The way out is the same as the way in and the crawling procedure adopted before is adopted again. When a thief reaches the outside location where the master thief is hiding, he takes the canvas out of the cylinder and hands it to the master thief who stores it in the back of a van, or tells her he is coming empty-handed. Since the master thief does not know beforehand how many paintings are hanging in the walls of each room, she goes on promoting incursions to the same room until she is sure the room is empty.

The crawling movement of party Gj, with j = 0, 1, ... , (M-1)/K-1, requires successive increments of position that obey the following rules:

• The ingoing movement (outside gathering site to museum room) is performed by taking positive position increments and the outgoing movement (museum room to outside gathering site) is performed by taking negative position increments

• The distance between the outside gathering site and the museum room i is Di length units, with i = 0, 1, ... , N-1

• The ingoing movement only starts when all group members have been selected and are ready to proceed, the outgoing movement only starts when all group members have taken a canvass or are empty-handed, because no more paintings are hanging in the room walls

• The thieves in a party crawl in line, can overtake one another, but can never stay side by side, nor be separated by a distance larger than S length units

• At each iteration step, the thief tj, with j = 1, ... , M-1, can change his position from 1 to MDlj length units, always moving as fast as he possibly can without violating the constraints imposed by the previous rule

• The maximum displacement, MDtj , is specific to each thief tj, the thieves are not all equal, some are more agile and faster than others.

Assume there are 7 thieves in the whole, master included, the maximum displacement of the ordinary thieves is a random number between 2 and 6, the number of exhibition rooms having paintings in display is 5 with random distances to the outside gathering site between 15 and 30, the number of paintings hanging in each room is a random number between 8 and 16 and that the assault parties have 3 elements.
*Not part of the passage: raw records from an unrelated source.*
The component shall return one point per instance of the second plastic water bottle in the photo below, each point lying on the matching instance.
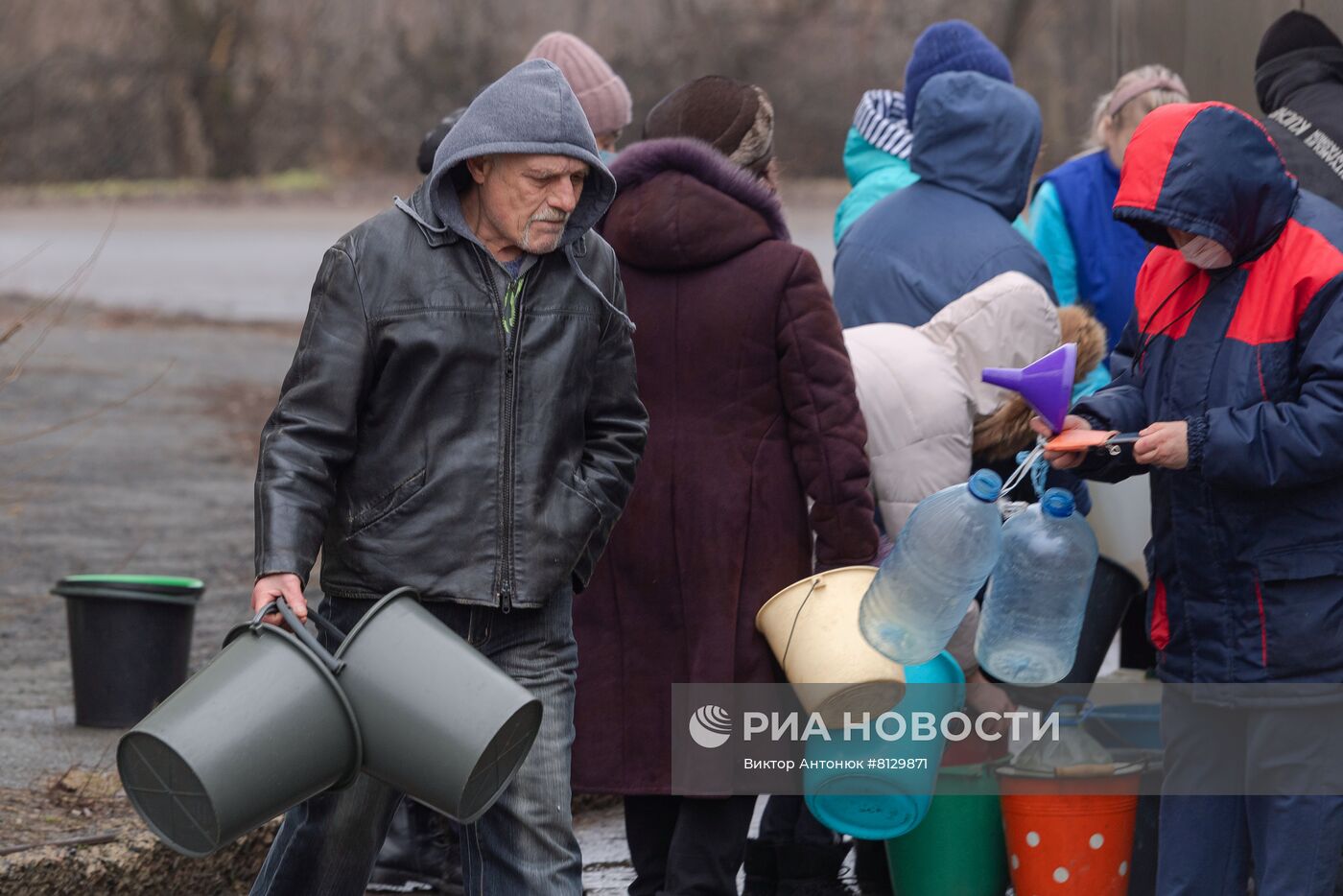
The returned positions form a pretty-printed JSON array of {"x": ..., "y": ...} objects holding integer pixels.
[
  {"x": 1033, "y": 613},
  {"x": 942, "y": 557}
]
Also assume that the maximum separation limit between thieves crawling in line is 3 length units.

Write a simulation of the life cycle of the thieves using one of the models for thread communication and synchronization which have been studied: monitors or semaphores and shared memory.

One aims for a distributed solution with multiple information sharing regions that has to be written in Java, run in Linux and terminate.

A logging file, which describes the evolution of the internal state of the problem in a clear and precise way, must be included.